B.ALONE

Biographie

“Pictures came and broke your heart. Oh-a-a-a oh”

The Buggles, “Video killed the radio star”

Enfant, B. alone a appris le piano classique sur un orgue électrique. Avec son piano il préférait s’amuser à rejouer d’oreille ce qu’il entendait à la télévision.A 13 ans, timide et romantique, premier récital: Chopin, Beethoven et Debussy.

“The walls are white and in the night the room is lit by electric light.” Yazoo, “In my room”

Suite à la lecture d’une interview de Vince Clarke (mr Yazoo, gourou electro d’alors) il s’enferme les week-ends dans son home studio pour comprendre le son de la pop.

Il y apprend un peu tous les instruments, re-découvre par lui-même les techniques de l’enregistrement analogique, expérimente les séquences, le flanger, le multi-tracking…

“Je n’ai rien fait d’utile dans ce monde et je suis incapable de rien faire.” Andreï Tarkovski, “Stalker

Révélation de l’oeuvre du cinéaste russe, il se promet de renoncer à devenir un spécialiste en quoi que ce soit, étudie tout, maquette à l’infini.
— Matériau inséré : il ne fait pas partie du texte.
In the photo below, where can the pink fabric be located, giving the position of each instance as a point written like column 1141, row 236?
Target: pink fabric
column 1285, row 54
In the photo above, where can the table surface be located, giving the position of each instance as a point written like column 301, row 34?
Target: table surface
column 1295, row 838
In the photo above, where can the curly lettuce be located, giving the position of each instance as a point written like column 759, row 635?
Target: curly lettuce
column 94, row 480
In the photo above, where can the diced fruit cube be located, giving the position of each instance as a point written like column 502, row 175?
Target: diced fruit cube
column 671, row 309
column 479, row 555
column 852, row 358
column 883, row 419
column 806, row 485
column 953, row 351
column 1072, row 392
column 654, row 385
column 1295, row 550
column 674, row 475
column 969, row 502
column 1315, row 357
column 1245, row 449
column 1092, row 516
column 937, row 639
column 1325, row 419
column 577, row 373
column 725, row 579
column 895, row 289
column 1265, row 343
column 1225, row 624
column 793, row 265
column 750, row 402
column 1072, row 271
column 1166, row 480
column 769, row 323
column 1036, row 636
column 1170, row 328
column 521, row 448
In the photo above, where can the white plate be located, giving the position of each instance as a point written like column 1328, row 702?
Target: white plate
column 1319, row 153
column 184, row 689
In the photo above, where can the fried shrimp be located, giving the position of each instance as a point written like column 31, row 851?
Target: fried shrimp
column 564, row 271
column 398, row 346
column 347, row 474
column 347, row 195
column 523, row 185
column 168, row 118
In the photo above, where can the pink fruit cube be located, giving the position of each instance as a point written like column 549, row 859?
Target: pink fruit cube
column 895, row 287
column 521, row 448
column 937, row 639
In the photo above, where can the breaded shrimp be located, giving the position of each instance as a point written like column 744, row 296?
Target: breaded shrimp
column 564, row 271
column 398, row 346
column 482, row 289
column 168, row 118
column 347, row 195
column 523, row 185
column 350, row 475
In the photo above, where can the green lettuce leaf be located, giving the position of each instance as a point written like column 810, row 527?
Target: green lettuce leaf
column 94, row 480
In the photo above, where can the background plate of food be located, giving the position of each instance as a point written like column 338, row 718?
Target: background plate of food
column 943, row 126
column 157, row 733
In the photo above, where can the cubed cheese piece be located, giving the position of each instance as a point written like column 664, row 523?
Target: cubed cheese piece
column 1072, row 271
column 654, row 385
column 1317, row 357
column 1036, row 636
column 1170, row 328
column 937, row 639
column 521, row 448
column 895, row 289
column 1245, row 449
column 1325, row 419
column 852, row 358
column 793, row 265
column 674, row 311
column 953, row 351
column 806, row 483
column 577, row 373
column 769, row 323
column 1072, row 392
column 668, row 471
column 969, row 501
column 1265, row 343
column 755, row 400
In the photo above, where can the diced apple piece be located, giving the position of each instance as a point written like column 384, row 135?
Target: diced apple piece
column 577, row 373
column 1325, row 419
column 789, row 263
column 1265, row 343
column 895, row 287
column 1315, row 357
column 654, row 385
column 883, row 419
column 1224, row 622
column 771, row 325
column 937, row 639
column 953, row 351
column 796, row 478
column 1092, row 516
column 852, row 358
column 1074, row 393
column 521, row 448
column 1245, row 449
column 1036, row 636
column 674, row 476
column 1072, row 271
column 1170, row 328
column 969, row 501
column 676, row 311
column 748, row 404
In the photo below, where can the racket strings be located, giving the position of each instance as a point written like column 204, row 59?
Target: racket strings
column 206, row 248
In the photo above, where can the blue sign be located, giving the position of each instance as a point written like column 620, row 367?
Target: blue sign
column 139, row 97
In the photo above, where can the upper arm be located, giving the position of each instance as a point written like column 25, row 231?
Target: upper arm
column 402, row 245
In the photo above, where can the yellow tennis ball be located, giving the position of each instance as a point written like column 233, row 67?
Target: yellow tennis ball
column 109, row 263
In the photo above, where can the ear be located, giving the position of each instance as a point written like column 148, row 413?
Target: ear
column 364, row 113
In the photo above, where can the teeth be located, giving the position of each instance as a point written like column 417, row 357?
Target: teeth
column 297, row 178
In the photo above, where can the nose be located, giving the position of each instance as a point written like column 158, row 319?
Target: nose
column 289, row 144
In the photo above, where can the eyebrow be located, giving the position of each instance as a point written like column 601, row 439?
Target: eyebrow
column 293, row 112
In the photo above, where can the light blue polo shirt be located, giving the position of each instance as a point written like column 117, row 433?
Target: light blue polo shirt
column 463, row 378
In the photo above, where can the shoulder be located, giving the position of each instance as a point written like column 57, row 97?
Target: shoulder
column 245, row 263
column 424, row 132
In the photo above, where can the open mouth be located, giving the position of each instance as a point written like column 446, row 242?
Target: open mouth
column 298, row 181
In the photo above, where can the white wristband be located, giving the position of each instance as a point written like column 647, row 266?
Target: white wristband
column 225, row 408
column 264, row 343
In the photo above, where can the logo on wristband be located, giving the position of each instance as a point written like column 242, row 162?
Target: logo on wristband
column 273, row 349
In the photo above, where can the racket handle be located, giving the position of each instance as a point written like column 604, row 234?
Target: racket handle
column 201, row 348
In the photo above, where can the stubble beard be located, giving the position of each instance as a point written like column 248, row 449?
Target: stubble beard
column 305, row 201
Tout seul.Le home studio s’aggrandit, une collection d’instruments vintage s’y amoncelle.

“If you don’t work, you can’t eat.”

James Brown & Marva Whitney, “You’ve got to have a job”

Puisqu’il faut bien travailler pour vivre, il tente de mettre son multi-instrumentisme au service des autres.

Tour à tour clavier dans un groupe post-punk, bassiste noisy-pop, guitariste soul décalé, saxophoniste anti-bop ou remixeur electro/glitch, le sideman accumule les expériences et les concerts (+ d’une centaine).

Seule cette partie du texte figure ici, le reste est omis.